How We Spend a Sunday
Where we go when we go nowhere
DO. SEE. EAT. DRINK. is our weekly take on what to do, see, eat, and drink, with monthly deep dives into places we love.
There’s a big trip coming up, which somehow makes this Sunday feel more important than it probably is. Not in a grand way, just in that quiet, practical sense of wanting to stay close to home before everything stretches out again. Before schedules tighten, suitcases appear in the hallway, and the days start feeling like something you have to move through instead of settle into.
So we start at the farmer’s market. The one in Atlanta with the tiny play area that shouldn’t work as well as it does. It’s barely bigger than most backyards, a slide made of other broken slides and one of those tree-line balance things hippies love, but our kids disappear into it for what feels like hours. They fold themselves into the swirl of other children immediately, and we fall into that familiar Sunday rhythm: standing nearby with coffee, tea, and paper bags, watching time loosen its grip.
We pick up pastries from the stand that carries our son’s favorite local bakery. I get a tahini cookie. At this point, it’s not even a treat. It’s just what Sundays are. A small, dependable joy. The kind you don’t talk about much because it’s so woven into the week, you’d only notice it if it were gone.
You always end up talking to other parents here. People from different corners of the city, different school districts, different versions of what family life looks like. Conversations start easily, how old, what grade, where do you live, and then drift into something more personal before you realize it’s happening. Sometimes you see these people again months later and nod like old friends. Sometimes you never see them again at all. A whole community of almost-friends that exists only in this narrow window between the sandbox and the coffee truck.
On the way back to the car, I stop for greens and peppers and, always, fresh flowers. The vegetables make sense. They’re practical. Dinner decisions. The flowers don’t make sense in the same way, and that’s exactly why they matter. They’re my way of marking the day as something other than efficient. A small, unnecessary beauty that says we slowed down long enough to carry something home just because it made the car feel warmer, the kitchen brighter, the week a little softer before it even begins. Plus, the little one gets to pick which ones are best and to announce they’re “for mom,” which seals the deal.
With Sunday traffic basically nonexistent, we decide to head out to one of the big playgrounds in the suburbs. The kind built around themes, pirate ships, castles, space stations, with enough room for kids to really run. This is our version of Sunday perfect.
Some days that means the playground at the Dunwoody Nature Center, where the spinning Christmas-tree structure and twisting slides are only the beginning. Afterward, we wander down to the creek, hopping from rock to rock, poking around in the water for tadpoles, letting the kids explore in that way that feels slightly wild and completely safe at the same time. Other Sundays it’s Peachtree Corners Town Center, with its outer-space playground designed for smaller kids, rockets to climb, just enough whimsy to make an ordinary afternoon feel like an adventure. And then there’s PlayTown Suwanee, with its massive 10,000-square-foot play area that somehow holds everyone’s attention for hours. These places aren’t just playgrounds to us. They’re little destinations that signal we have nowhere else to be.

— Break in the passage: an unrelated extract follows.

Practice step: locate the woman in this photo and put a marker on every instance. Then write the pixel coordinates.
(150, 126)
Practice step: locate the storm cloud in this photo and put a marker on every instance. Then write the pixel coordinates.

Eventually hunger hits the way it always does, suddenly and without negotiation. Which means it’s time for H Mart. The kids love the seafood section, faces pressed to the glass, staring at the crabs and lobsters like it’s an aquarium. Every time feels like the first time. Then it’s straight to the food court for K-dogs, the perfect intersection of novelty and comfort food. Korean-style corn dogs, crispy and golden, sometimes rolled in sugar, sometimes filled with cheese or sweet potato or hot dog, sometimes all of the above. Always excessive in exactly the way a Sunday afternoon meal should be.
On the way out, we drift past the registers and into the candy aisle. They’ve officially graduated from the old standbys, Hi-Chews and Pocky, to things that feel a little more mysterious now: Yogu Time gummies shaped like tiny yogurt bottles, White Rabbit candies wrapped in edible paper, Botan Rice Candy with the cartoon tucked inside, Yan Yan cups that turn snacking into a game. It feels like a quiet marker of time passing, the way even their taste in sugar keeps growing up before I’m ready to admit it.
By the time we pull back into the driveway, we’re completely worn out, the good kind of tired. The kind that settles into your bones without complaint. The kind that comes from a day that didn’t try to be impressive or productive or Instagram-worthy. Just a Sunday that did exactly what Sundays are supposed to do: keep things close, keep things easy, and quietly remind you how much life fits into a few familiar miles.
—Daniel





I miss when my kids were the "playground is our entire destination" age. It's a beautiful time. Thanks for reminding me.